I want to share a history lesson, as well as a story with you.  Many of you will remember seeing pictures in your world history books of the castles in Europe. Those castles were mostly made of stone for protective purposes. However, they were very cold and damp inside in the wintertime, and the few fireplaces did little to keep them warm. The medieval people were very talented in many artistic ways, and many of them were quite wealthy. In order to help keep their castles warm, the owners commissioned huge tapestries which covered entire walls from floor to ceiling. These tapestries served as a layer of insulation and did help with warmth. They served 2 other purposes as well: to show off the owner’s wealth, and to beautify the castle walls. If you will look back at our United States history books, you know that our pioneers often lived in log cabins, chinked with mud. If the mud came out or the logs did not fit tightly, those cabins were bitterly cold. Pioneer women took extra quilts from their cabinets and nailed them to the wooden logs. These quilts served the same purpose as those tapestries in the European castles. Some of our Alabama Gees Bend quilters have said they did the same thing with their quilts when times were hard.

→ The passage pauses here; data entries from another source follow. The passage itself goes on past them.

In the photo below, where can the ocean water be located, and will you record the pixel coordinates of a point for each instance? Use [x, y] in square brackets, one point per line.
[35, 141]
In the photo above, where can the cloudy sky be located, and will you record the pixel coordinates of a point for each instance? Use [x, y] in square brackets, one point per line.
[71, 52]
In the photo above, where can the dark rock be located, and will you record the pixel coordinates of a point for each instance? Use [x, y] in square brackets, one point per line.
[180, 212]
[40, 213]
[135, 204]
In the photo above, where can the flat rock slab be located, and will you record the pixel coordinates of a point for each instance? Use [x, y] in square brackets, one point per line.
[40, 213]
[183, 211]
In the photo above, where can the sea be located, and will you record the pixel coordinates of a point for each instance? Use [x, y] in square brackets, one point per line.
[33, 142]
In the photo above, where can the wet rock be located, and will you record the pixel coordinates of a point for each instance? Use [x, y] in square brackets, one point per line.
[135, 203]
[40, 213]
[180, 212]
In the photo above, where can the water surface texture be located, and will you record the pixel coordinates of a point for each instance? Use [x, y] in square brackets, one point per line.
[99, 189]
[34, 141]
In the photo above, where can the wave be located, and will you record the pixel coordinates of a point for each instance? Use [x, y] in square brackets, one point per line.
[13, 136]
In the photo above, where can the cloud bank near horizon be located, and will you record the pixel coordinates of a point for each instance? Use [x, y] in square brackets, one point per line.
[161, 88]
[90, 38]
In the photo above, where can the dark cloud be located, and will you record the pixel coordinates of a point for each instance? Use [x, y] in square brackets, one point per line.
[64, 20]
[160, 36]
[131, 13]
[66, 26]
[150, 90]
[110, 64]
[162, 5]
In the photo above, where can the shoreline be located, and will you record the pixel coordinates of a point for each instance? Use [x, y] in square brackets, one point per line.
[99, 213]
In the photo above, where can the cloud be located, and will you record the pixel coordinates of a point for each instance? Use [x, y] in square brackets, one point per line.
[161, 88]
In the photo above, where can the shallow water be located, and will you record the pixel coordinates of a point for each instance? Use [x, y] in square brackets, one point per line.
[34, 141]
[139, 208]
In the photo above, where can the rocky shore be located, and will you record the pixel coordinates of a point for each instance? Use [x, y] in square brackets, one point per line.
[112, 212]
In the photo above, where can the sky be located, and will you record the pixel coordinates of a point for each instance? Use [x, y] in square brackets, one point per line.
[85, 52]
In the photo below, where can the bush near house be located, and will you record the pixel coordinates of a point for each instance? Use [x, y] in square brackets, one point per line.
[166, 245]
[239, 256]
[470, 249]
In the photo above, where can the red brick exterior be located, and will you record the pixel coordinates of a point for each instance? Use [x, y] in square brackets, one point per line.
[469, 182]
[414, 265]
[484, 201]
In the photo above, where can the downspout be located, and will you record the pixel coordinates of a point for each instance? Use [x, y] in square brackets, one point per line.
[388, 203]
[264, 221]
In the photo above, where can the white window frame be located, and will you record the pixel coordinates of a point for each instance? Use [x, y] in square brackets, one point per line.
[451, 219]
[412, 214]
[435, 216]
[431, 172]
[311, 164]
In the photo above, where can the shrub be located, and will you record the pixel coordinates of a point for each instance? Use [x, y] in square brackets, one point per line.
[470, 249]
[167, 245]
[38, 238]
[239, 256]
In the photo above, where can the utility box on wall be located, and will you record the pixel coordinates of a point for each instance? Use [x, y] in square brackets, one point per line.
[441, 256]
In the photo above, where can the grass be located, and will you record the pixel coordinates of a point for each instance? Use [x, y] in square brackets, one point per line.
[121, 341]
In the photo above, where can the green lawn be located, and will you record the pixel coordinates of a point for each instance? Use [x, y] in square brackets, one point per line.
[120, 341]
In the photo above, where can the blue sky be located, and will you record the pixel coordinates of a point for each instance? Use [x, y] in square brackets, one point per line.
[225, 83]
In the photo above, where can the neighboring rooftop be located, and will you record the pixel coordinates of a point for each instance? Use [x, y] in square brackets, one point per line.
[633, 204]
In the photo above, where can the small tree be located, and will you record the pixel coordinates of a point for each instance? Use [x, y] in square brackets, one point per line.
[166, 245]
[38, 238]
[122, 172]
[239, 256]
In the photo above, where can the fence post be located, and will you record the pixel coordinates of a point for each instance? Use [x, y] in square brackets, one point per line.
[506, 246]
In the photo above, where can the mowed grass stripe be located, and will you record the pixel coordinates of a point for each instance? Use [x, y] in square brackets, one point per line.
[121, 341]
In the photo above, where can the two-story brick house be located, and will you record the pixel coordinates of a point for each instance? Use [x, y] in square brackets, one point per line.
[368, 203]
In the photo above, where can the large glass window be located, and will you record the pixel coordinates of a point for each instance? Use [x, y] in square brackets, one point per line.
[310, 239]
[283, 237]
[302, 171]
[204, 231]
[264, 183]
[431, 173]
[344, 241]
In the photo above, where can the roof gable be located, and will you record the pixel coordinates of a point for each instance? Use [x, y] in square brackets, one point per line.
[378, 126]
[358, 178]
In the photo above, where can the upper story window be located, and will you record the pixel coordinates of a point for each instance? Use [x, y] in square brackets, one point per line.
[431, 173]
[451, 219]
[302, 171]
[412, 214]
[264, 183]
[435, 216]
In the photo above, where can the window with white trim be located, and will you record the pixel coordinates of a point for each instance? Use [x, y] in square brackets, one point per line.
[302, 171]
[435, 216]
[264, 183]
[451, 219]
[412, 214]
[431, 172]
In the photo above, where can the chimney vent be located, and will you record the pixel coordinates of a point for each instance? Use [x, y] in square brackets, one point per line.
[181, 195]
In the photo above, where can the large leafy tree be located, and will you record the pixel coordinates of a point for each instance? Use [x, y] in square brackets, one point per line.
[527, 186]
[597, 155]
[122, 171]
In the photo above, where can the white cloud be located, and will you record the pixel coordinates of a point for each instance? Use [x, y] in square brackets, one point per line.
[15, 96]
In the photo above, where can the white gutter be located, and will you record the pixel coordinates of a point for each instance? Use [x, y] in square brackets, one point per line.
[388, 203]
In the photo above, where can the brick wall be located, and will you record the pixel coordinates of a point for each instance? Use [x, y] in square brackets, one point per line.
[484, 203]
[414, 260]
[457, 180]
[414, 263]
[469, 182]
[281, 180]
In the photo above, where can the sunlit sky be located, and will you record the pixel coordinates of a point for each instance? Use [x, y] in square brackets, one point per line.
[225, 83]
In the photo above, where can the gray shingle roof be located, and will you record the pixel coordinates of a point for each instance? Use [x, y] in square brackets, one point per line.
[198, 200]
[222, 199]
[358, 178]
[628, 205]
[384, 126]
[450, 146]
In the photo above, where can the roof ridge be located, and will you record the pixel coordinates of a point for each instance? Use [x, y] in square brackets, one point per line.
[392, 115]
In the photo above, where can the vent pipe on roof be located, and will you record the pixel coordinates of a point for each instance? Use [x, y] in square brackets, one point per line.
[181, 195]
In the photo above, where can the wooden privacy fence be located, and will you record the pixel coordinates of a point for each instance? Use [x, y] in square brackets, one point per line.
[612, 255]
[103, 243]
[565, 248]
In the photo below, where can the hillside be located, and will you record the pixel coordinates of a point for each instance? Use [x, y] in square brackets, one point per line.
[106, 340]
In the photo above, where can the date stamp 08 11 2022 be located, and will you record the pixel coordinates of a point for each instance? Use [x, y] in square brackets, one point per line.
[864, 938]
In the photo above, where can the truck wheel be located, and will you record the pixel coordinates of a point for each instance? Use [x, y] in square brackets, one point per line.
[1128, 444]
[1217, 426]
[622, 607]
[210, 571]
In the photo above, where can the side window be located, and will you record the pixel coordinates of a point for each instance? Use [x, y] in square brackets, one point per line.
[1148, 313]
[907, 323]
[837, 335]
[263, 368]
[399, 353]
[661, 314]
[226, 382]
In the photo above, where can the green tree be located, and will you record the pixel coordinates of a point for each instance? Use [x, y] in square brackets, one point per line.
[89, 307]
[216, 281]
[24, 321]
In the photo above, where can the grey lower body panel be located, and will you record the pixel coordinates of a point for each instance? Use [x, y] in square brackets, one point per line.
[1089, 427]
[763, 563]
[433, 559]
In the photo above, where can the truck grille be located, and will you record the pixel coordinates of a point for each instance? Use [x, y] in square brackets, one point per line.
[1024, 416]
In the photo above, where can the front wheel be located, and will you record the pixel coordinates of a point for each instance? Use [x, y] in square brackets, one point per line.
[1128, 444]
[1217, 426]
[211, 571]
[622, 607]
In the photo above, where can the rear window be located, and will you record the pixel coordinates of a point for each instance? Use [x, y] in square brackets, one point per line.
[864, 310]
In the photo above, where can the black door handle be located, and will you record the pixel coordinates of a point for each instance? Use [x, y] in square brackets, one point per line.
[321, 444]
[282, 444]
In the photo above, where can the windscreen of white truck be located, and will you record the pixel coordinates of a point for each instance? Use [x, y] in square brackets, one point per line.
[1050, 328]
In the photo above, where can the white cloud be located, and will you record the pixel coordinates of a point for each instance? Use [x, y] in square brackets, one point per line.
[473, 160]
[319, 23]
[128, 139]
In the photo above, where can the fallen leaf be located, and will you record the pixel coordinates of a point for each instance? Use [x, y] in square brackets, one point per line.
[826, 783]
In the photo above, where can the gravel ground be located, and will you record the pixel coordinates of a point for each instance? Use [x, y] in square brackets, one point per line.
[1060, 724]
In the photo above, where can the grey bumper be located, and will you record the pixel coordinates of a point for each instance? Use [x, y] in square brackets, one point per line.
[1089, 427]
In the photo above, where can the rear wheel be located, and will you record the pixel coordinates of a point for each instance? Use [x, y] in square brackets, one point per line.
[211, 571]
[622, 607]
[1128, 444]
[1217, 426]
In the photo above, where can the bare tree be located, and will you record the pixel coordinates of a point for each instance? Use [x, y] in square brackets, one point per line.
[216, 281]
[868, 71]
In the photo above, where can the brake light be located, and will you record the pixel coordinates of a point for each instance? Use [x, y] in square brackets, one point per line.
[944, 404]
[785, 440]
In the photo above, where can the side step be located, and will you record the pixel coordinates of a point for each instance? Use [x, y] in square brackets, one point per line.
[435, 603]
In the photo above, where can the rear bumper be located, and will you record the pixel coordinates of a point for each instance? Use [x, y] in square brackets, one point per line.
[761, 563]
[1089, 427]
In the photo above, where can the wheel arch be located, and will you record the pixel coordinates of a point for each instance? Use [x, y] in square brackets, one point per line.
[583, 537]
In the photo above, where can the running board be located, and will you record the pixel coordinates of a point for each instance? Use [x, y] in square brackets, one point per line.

Regardless of whether it was tapestries or quilts, if one became torn, it needed to be repaired to keep the tear from getting larger. It was not unusual for cats to climb the tapestries, nor for rats to nibble on them.  Dampness on the stone walls would often cause the fabric to rot and a hole develop. With holes and tears in the tapestries, they were not the thing of beauty they once were, and cold would creep into the room. Mending them was a necessity. Each and every thread was important to the tapestry.

Let’s look at the Beta State tapestry. I think most of you will agree that it is beautiful. But we have a few holes and tears which need to be repaired. Every time a member withdraws, a tear appears in the tapestry. When a chapter dissolves, we have a hole. Suddenly, the Beta State tapestry isn’t quite as beautiful as it once was. All of us have jobs to do to repair our tapestry. When a member of your chapter misses several meetings,  take the time to call her,  send a note, or drop by her room at school. Offer to take her to the next meeting. If she has a problem at school, ask if you can help her with it. In other words, be a sister in the truest meaning. We need to show love, care, concern, understanding, and sympathy for our sisters. Equally, we need to share in and publicize their accomplishments. Do everything possible to get that member back into your chapter, and help repair the tear.

Our Beta State tapestry is large, but there is certainly room to enlarge and embellish it. Make an active attempt to recruit new members. Scan the newspapers for women educators who are in the news for their accomplishments. Look around your own school for possible members. Search in the unexpected places for members-church and private school teachers, trade school instructors, central office personnel, nursing instructors, band directors, and librarians at the public library. Make it your own personal goal to find one new chapter member a biennium. Just as every thread is important to a tapestry, every member is also important to our Beta State tapestry.

When chapters fall to less than ten members, a red flag should go up. More members will help spread chapter responsibilities so that no one is overly burdened. More members equals more excitement at meetings. More members means more ideas. More members means that chapter is on the road to recovery. That also means that we don’t have a hole in our tapestry to fill because dissolving is no longer an option.

Let’s embellish the Beta State tapestry, one member at a time. With each of us doing our part, ours can be the most beautiful tapestry in Delta Kappa Gamma.